Ville de Guatemala. À partir d'aujourd'hui, l'ancien chef d'état-major de l'armée guatémaltèque, Manuel Benedicto Lucas García, doit être jugé. Il est accusé de graves violations des droits de l'homme en relation avec les massacres de la population civile pendant la guerre civile (1960-1996) dans la région d'Ixil, au nord du Guatemala.
Les deux coaccusés, le chef du service de renseignement de l'armée, Manuel Antonio Callejas y Callejas, et le chef du département opérationnel, César Octavio Noguera Argueta, n'ont plus à répondre devant le tribunal. Noguera est décédé en 2020. Callejas a reçu un diagnostic de démence et ses poursuites ont été « suspendues » suite à une décision de justice du 3 janvier de cette année. La maladie a également été confirmée lors d'un contrôle judiciaire initié par le Bureau des droits de l'homme de l'archidiocèse de Guatemala (ODHAG). L’ODHAG apporte un soutien juridique aux co-plaignants.

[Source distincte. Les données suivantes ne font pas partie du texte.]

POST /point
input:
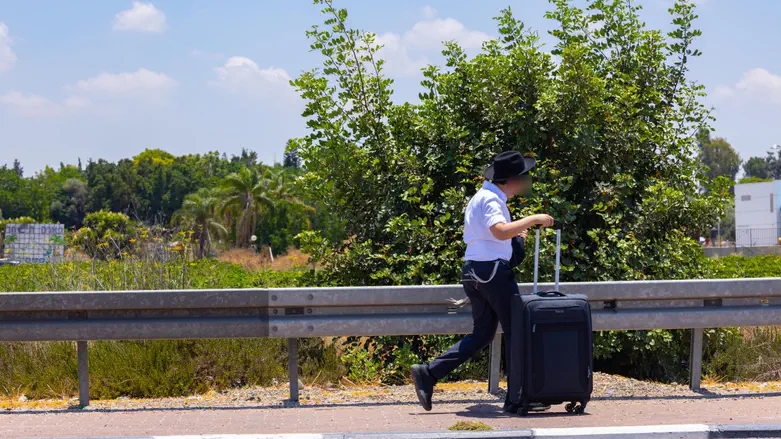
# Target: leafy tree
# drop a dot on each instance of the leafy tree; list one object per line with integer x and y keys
{"x": 612, "y": 123}
{"x": 105, "y": 235}
{"x": 291, "y": 160}
{"x": 718, "y": 156}
{"x": 199, "y": 212}
{"x": 112, "y": 186}
{"x": 70, "y": 210}
{"x": 774, "y": 165}
{"x": 18, "y": 168}
{"x": 756, "y": 167}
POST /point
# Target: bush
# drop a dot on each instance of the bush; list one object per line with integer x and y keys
{"x": 729, "y": 267}
{"x": 747, "y": 180}
{"x": 105, "y": 235}
{"x": 157, "y": 368}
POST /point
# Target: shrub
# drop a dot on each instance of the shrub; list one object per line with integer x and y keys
{"x": 747, "y": 180}
{"x": 105, "y": 235}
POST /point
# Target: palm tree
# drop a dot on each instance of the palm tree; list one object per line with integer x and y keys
{"x": 200, "y": 209}
{"x": 247, "y": 192}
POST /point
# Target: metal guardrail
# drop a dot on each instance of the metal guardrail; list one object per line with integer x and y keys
{"x": 294, "y": 313}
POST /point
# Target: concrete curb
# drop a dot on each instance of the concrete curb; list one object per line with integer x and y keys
{"x": 685, "y": 431}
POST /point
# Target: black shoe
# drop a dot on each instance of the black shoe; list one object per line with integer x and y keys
{"x": 515, "y": 408}
{"x": 512, "y": 408}
{"x": 424, "y": 385}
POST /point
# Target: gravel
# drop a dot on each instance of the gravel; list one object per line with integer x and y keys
{"x": 605, "y": 387}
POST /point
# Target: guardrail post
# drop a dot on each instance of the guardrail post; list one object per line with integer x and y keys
{"x": 494, "y": 364}
{"x": 292, "y": 366}
{"x": 695, "y": 359}
{"x": 82, "y": 358}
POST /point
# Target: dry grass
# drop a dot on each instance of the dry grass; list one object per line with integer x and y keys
{"x": 470, "y": 426}
{"x": 251, "y": 260}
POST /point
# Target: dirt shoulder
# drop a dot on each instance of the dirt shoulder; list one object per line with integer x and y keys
{"x": 606, "y": 387}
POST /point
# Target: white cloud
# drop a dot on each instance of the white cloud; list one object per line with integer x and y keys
{"x": 242, "y": 76}
{"x": 34, "y": 105}
{"x": 756, "y": 85}
{"x": 407, "y": 53}
{"x": 142, "y": 17}
{"x": 197, "y": 53}
{"x": 77, "y": 102}
{"x": 7, "y": 56}
{"x": 142, "y": 85}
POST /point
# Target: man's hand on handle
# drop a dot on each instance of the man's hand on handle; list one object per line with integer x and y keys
{"x": 543, "y": 220}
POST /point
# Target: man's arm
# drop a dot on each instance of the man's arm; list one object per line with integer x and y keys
{"x": 504, "y": 231}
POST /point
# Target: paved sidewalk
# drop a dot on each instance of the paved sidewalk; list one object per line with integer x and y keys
{"x": 382, "y": 418}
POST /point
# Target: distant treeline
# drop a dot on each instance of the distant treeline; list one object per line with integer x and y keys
{"x": 152, "y": 187}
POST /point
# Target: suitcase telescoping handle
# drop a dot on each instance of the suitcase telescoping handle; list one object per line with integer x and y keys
{"x": 557, "y": 225}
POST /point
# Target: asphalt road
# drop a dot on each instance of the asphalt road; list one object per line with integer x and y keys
{"x": 381, "y": 418}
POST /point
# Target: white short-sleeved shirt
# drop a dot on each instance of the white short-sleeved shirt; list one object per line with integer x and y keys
{"x": 487, "y": 208}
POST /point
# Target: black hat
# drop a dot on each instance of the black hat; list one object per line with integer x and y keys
{"x": 508, "y": 164}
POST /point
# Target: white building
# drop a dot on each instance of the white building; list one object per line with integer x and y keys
{"x": 757, "y": 214}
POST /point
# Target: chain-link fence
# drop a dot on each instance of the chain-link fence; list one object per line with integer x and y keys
{"x": 757, "y": 237}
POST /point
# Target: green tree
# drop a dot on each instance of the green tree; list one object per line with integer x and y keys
{"x": 718, "y": 156}
{"x": 105, "y": 235}
{"x": 612, "y": 123}
{"x": 71, "y": 207}
{"x": 199, "y": 212}
{"x": 18, "y": 169}
{"x": 774, "y": 165}
{"x": 291, "y": 160}
{"x": 756, "y": 167}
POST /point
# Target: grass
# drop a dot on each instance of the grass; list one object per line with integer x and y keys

García a été chef d'état-major de l'armée d'août 1981 à mars 1982. Il est le frère de Fernando Romeo Lucas García, qui a dirigé le Guatemala de 1978 à 1982. Son mandat et celui de son successeur Efrain Rios Montt, arrivé au pouvoir le 23 mars 1982, sont considérés comme les moments les plus sanglants des 36 années de guerre civile.
Au total, plus de 200 000 personnes sont mortes pendant la guerre et 45 000 sont portées disparues. Les agences d'État sont tenues pour responsables d'une grande partie des crimes commis. Environ 80 pour cent des victimes seraient membres de groupes ethniques autochtones.
L'ODHAG et l'Association pour la Justice et la Réconciliation (AJR) détaillent les événements d'Ixil dans un communiqué. Dans les comtés de Santa María Nebaj, San Gaspar Chajul et San Juan Cotzal, « au moins 1 772 personnes connues par leur prénom et leur nom ont été tuées ». Parmi eux « des enfants, des personnes âgées, des hommes, des femmes, y compris des femmes enceintes, dans 32 massacres sélectifs et autres ». « 23 villages ont été complètement détruits, avec des incendies criminels, la destruction des semailles et des récoltes, des persécutions, des expulsions violentes et des bombardements. » La maladie et la faim provoquées par les expulsions « ont causé des centaines de morts supplémentaires ».
Outre les massacres dans le nord du département de Quiché, Manuel Lucas Garcia, dans ses responsabilités de chef de l'armée, a également ordonné des « opérations militaires » contre la « population maya dans les départements d'Ixcán, Baja Verapaz, Chimaltenango et Huehuetenango ».
« Le procès a été précédé d'une longue lutte », les communautés d'Ixil « s'ont organisées en 2000/2001 et ont présenté les preuves des crimes », explique José Silvio, porte-parole de l'AJR, à Amerika21. Les personnes concernées réclament « justice, pas vengeance ».
Après la guerre civile, il est devenu difficile de faire face aux crimes. Fernando Lucas García s'exile au Venezuela en 1994. En 1999, le tribunal national espagnol a ouvert une enquête contre lui à la demande de Rigoberta Menchu, lauréate du prix Nobel de la paix, qui avait elle-même perdu de nombreux proches dans la guerre civile. La Cour suprême du Venezuela a rejeté son extradition le 22 juin 2005 et il est décédé en exil le 27 mai 2006.
Manuel Lucas Garcia a été condamné à 58 ans de prison en mai 2018 dans l'« affaire Molina Theissen » pour disparition forcée, torture et abus sexuels. Cependant, le verdict n'incluait pas les massacres désormais accusés de la population indigène. Callejas et d'autres officiers militaires étaient également coaccusés. Les prévenus ont fait appel et ont été autorisés à quitter l'hôpital militaire où ils étaient détenus jusque-là, le 9 juin 2023.
La procédure actuelle a été jugée pour la première fois le 30 août 2021, alors présidée par le juge Miguel Ángel Gálvez, connu pour ses procès engagés au Guatemala. Gálvez a dû quitter le pays fin 2022. Des accusations et des menaces de la part de cercles d'extrême droite contre lui et d'autres avocats ont été considérées comme fabriquées.
Ce procès sera probablement la dernière occasion au Guatemala pour qu'un verdict soit prononcé au plus haut niveau contre les personnes soupçonnées d'être responsables des massacres de la population indigène dans les années 1980.